Last week, Delaware Online published screenshots from Nextdoor as part of their ongoing coverage of the murder of former University of Delaware Director of Digital Communications Meredith Chapman. The screencaps included a post made by the deceased suspected killer looking for a lawyer. You can see the article here.

Thanks to the “private social network” app, Delaware Online was able to  scoop other outlets on some info no one else had: The alleged killer, a Greenville member on Nextdoor, had posted that her husband had asked for a divorce in March. I don’t want to get into the case — this isn’t about the crime itself — but that nugget changed the common media narrative. It was valuable information.

Was that, as some on the app are saying, a breach of privacy? Did someone leak the screenshots to the press? (People on Nextdoor, if you don’t know, can be a bit excitable.)

Many people would have had access to the post, including members of the press and law enforcement (and law enforcement’s presence on Nextdoor is welcomed, even though, let’s be real — having a police presence, even with limited access, is hardly private).

They were not, however, public public until Delaware Online published them. Some Nextdoor users are mad about it. As someone posted in the comment section of the article in question, “Facebook, yes, if you post as ‘public’ it’s free game, but not Nextdoor.”

I asked John Williams of IncNow, a Wilmington legaltech company, what he thought. “If you use the service you have to agree to whatever they say,” he said. “It’s a contract of adhesion.”

He added: “The nature of being ‘social’ is not being ‘private.'”

And there we have the contradiction.

Nextdoor promises its users privacy, while also marketing itself as a social network.

Nextdoor ostensibly allows journalists to pull quotes from Nextdoor, as long as the user is anonymous. Emphasis theirs:

Nextdoor’s first priority is protecting the privacy of its members. When constructing a Nextdoor story, please avoid revealing the identity or personal information of ANY Nextdoor member without first getting that member’s written permission. The only website that can be shown (stills or otherwise) online, print, or broadcast is our demo website. This is a demo website that looks exactly like live Nextdoor websites. Content is based on actual Nextdoor member interactions, but details have been changed to protect members’ privacy.

You can see how this works in articles from the New York Times, Wired and other major publications when they’ve written about Nextdoor’s ongoing racial profiling problem, including using direct quotes from non-attributed users.

As far as getting permission to reveal an identity, there are, of course, extenuating circumstances. I think most would agree that Chapman doesn’t, at this time, have the same privacy rights as the average Nextdoor user.

But here’s what bugs me about the “controversy.”

Why, when many Nextdoor members seem to live by a “suspect something, say something” credo where users urge each other to call the cops at the first hint of discomfort or suspicion, is it an issue that someone may have reported such a post to authorities and/or the press? After the crime was in the news, wouldn’t that have been the right thing to do?

User complaints have led to trouble for the small press: A blogger from Seattle named Erica Barnett was suspended from Nextdoor in 2016 for posting specific questions asked during a Nextdoor Town Hall with the Seattle police chief.

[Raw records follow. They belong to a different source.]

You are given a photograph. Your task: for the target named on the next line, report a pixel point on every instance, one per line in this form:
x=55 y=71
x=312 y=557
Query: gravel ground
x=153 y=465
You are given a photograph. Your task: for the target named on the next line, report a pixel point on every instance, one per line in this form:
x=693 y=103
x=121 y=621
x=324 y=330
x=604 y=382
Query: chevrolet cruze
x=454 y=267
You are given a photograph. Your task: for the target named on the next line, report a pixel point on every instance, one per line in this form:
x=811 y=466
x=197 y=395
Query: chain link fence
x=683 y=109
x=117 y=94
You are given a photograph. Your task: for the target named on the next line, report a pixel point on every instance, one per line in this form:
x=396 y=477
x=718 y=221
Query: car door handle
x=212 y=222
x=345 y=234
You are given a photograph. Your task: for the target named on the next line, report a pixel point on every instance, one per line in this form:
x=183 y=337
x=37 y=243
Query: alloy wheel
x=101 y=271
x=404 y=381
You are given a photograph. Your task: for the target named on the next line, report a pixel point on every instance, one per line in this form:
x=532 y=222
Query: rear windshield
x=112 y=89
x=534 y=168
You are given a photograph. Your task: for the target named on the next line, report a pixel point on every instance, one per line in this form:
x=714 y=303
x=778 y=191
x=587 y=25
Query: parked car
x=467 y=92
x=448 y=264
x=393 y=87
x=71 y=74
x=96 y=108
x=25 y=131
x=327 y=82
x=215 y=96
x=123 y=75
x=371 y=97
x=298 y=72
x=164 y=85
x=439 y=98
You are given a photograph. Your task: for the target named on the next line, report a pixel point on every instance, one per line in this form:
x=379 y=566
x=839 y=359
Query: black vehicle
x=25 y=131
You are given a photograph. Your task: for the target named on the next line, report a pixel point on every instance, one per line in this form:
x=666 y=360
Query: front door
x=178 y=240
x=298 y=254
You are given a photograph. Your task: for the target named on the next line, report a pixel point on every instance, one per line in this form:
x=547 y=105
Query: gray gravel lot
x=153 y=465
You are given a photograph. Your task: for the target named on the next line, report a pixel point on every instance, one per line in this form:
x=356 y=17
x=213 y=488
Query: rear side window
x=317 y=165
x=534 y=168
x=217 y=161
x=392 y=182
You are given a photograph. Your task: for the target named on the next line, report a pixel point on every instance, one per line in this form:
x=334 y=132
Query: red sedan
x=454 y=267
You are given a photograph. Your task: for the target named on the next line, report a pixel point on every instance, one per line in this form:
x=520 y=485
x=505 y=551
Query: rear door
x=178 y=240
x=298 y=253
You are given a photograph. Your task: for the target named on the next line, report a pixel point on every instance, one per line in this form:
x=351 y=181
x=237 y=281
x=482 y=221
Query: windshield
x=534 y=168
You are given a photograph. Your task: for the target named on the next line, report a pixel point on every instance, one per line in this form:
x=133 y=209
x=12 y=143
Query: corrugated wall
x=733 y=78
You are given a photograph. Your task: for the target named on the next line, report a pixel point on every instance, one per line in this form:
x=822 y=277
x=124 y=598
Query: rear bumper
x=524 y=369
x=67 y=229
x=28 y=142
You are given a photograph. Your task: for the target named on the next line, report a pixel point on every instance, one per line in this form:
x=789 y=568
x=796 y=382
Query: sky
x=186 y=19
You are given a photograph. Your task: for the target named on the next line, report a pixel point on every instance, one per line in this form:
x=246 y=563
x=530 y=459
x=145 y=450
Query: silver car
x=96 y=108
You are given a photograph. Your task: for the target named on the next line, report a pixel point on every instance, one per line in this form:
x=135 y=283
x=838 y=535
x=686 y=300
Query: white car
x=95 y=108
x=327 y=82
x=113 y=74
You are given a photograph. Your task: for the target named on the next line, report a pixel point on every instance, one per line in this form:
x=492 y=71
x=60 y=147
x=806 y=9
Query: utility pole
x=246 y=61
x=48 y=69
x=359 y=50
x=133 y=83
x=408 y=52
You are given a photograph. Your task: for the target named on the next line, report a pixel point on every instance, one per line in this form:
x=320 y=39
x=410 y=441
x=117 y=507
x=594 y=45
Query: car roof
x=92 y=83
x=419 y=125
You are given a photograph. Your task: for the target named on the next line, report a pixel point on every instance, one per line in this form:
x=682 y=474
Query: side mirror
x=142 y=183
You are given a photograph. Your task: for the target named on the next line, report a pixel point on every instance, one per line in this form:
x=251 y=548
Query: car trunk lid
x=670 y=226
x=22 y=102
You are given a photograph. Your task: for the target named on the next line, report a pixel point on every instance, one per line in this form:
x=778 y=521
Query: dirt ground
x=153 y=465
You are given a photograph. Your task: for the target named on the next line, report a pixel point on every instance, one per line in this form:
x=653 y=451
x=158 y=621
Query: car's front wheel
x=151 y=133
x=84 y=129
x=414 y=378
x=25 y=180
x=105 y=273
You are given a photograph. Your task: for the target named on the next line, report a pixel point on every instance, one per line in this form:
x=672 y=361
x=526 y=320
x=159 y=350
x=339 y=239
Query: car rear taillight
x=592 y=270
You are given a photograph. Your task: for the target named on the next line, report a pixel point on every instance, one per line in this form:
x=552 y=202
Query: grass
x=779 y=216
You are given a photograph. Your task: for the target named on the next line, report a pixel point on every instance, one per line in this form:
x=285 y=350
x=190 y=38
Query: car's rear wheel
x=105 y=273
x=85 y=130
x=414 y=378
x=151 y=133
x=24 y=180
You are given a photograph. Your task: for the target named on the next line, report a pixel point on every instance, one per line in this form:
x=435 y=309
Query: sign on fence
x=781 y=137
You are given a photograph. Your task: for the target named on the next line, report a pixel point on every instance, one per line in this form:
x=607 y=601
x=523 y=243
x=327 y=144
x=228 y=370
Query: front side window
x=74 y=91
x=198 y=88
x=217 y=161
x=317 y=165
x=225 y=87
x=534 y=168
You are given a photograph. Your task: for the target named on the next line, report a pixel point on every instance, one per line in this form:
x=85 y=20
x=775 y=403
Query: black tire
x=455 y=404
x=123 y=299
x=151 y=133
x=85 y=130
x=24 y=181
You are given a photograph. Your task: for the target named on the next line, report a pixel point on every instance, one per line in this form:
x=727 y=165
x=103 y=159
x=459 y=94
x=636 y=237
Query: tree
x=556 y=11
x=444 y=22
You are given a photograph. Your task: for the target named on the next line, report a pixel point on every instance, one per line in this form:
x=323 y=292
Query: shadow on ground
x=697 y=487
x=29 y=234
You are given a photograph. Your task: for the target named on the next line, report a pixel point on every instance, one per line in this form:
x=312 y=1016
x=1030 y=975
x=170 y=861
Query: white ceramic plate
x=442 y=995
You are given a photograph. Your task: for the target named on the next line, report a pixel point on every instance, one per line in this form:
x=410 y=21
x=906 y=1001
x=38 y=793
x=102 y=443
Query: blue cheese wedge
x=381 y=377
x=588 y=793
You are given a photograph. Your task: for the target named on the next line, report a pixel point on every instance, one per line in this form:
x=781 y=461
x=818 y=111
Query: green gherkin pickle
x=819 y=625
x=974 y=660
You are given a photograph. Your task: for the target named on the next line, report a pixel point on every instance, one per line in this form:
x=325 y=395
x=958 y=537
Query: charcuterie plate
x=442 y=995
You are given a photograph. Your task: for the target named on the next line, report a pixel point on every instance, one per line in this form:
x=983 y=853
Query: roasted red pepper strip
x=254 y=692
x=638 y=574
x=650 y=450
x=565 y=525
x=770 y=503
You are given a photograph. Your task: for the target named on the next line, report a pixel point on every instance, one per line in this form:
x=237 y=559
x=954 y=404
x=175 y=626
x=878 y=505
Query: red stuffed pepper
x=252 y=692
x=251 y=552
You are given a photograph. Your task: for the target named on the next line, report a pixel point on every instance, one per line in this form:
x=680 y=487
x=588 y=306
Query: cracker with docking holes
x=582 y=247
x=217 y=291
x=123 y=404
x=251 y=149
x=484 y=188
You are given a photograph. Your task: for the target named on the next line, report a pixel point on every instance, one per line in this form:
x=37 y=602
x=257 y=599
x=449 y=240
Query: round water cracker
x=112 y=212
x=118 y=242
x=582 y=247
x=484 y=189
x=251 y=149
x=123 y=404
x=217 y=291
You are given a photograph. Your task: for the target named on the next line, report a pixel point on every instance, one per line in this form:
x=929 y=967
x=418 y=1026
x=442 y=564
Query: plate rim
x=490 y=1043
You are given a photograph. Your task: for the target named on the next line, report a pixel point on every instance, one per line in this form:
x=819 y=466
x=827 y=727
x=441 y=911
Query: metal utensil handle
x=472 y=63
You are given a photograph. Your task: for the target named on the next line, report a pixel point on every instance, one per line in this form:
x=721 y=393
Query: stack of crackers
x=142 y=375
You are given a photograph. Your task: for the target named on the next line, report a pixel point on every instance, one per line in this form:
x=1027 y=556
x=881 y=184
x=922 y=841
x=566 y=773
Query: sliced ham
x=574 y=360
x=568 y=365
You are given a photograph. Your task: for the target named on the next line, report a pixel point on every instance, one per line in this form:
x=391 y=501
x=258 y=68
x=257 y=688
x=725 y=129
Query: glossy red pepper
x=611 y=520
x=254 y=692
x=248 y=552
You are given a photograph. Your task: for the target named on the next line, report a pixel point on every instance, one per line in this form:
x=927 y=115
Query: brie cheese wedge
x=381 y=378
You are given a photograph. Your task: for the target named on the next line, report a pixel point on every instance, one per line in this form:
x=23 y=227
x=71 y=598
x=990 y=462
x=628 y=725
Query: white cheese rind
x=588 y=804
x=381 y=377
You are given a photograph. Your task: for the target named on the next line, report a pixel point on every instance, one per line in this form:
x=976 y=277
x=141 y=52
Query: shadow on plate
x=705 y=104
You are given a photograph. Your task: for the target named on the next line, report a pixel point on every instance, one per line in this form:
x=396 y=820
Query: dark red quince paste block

Her post, which you can read here, revealed some uneasy realities about the general prioritization of certain neighborhoods over others. She did not use names, but users reported her to Nextdoor anyway.

Barnett argued that, as a Town Hall, it was a public forum. But even if it hadn’t been, she noted that the expectation that Nextdoor posts are protected regardless of content is problematic:

Nextdoor wants to have it both ways: To be a “partner” with cities and conduit for city officials to share information with and solicit feedback from residents, and to be a private social media app where neighborhood residents can say things to each other that they wouldn’t want to say in a public forum. I maintain it can’t be both, and that it shouldn’t be either.

Nextdoor reinstated her. And note, this was entirely a matter between Barnett and Nextdoor, not a legal matter.

So, is Nextdoor really private? I’m interested to know what readers think.